Le programme d’immigration d’affaires se subdivise quant à lui en trois sous catégories soit le programme des entrepreneurs, le programme d’investisseurs et le programme de travailleurs autonomes. Les critères de sélection pour l’octroi de la CSQ sont essentiellement les mêmes que ceux utilisés dans le PRTQ, cependant une déclaration d’intérêt n’est pas obligatoire et les appliquant doivent satisfaire des critères supplémentaires à ceux de l’âge, de la scolarité et des compétences linguistiques. Pour le programme des entrepreneurs, l’individu doit en plus avoir l’intention d’établir, d’acquérir ou d’exploiter une entreprise au Québec. De plus, la personne doit aussi posséder un avoir net d’au moins 2 000 000 $ CA, de l’expérience en gestion, avoir signé une convention d’investissement avec un intermédiaire financier et effectuer un placement à terme de 5 ans d’une somme de 1 200 000 $ CA auprès d’Investissement Québec Immigrants Investisseurs Inc.Pour ce qui est du programme des travailleurs autonomes, ceux-ci doivent avoir l’intention de s’établir au Québec pour y créer leur propre emploi soit par l’exercice de leur profession ou par des activités commerciales. Ils doivent, en plus des critères considérés par le PRTQ, effectuer un dépôt de démarrage de 25 000 $ CA auprès d’une institution financière s’ils veulent s’installer à l’extérieur de la communauté métropolitaine de Montréal et de 50 000 $ s’ils veulent s’installer sur le territoire de la CMM. De plus, ils doivent disposer d’un avoir net minimal de 100 000 $ CA avec l’époux ou le conjoint et avoir au moins deux ans d’expérience dans le métier qu’ils désirent exercer. Une fois le CSQ octroyé, ils peuvent comme dans les autres cas effectuer une demande de résidence permanente auprès du gouvernement canadien à condition de satisfaire les conditions d’admission.

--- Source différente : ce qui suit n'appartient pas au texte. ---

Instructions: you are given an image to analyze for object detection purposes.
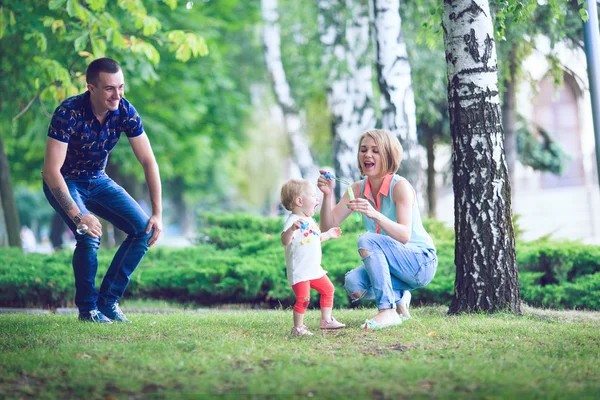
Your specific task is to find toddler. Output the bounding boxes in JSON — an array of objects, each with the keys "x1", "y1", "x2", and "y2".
[{"x1": 281, "y1": 179, "x2": 346, "y2": 336}]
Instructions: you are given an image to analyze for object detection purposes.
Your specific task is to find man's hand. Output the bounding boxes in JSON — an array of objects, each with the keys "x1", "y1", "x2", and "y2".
[
  {"x1": 80, "y1": 213, "x2": 102, "y2": 239},
  {"x1": 146, "y1": 215, "x2": 162, "y2": 247}
]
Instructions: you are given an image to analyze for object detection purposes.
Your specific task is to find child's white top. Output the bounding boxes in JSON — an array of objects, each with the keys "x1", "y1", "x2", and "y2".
[{"x1": 283, "y1": 214, "x2": 327, "y2": 285}]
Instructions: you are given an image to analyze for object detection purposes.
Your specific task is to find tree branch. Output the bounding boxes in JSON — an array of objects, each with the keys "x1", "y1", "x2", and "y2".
[
  {"x1": 12, "y1": 89, "x2": 43, "y2": 121},
  {"x1": 38, "y1": 96, "x2": 52, "y2": 118}
]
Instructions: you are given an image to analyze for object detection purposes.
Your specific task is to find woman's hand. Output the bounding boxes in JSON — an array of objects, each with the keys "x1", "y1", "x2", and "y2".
[
  {"x1": 348, "y1": 198, "x2": 379, "y2": 219},
  {"x1": 327, "y1": 226, "x2": 342, "y2": 239},
  {"x1": 317, "y1": 169, "x2": 335, "y2": 195}
]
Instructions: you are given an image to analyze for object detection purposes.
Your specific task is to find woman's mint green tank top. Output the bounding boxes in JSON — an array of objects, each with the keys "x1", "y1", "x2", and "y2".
[{"x1": 360, "y1": 175, "x2": 435, "y2": 251}]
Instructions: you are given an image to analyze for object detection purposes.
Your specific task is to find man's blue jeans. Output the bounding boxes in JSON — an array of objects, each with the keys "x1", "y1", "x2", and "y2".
[
  {"x1": 44, "y1": 174, "x2": 152, "y2": 313},
  {"x1": 344, "y1": 232, "x2": 438, "y2": 310}
]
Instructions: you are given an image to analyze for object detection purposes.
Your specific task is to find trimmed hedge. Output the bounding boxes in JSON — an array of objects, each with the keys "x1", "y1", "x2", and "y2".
[{"x1": 0, "y1": 214, "x2": 600, "y2": 310}]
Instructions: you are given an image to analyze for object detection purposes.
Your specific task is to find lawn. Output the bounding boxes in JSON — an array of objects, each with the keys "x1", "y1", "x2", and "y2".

Après avoir examiné le système d’immigration du Québec, il est évident que le pouvoir de la province en matière d’immigration est fortement balisé par l’accord Canada — Québec, dans la mesure où le Québec a seulement un droit de veto en matière d’immigration temporaire et permanente ainsi que dans une certaine mesure pour les demandes d’immigration humanitaire effectuées depuis l’étranger. Il est important de souligner que même si le Québec à une grande autonomie en matière de sélection et de mise en place des systèmes d’intégration pour les immigrants, la province ne peut imposer des lois ou des règlements qui contreviennent aux droits garantis par la Charte Canadienne des Droits et Libertés (CCDL). Cela veut dire que le gouvernement du Québec ne peut pas forcer les immigrants à s’installer en région, mais bien seulement offrir des incitatifs, puisque la CCDL garantit la liberté d’établissement. Il sera intéressant d’observer les développements et la mise en place du projet de loi, puis que celui-ci a pour but entre autres de pallier au manque de main-d’œuvre qualifiée région.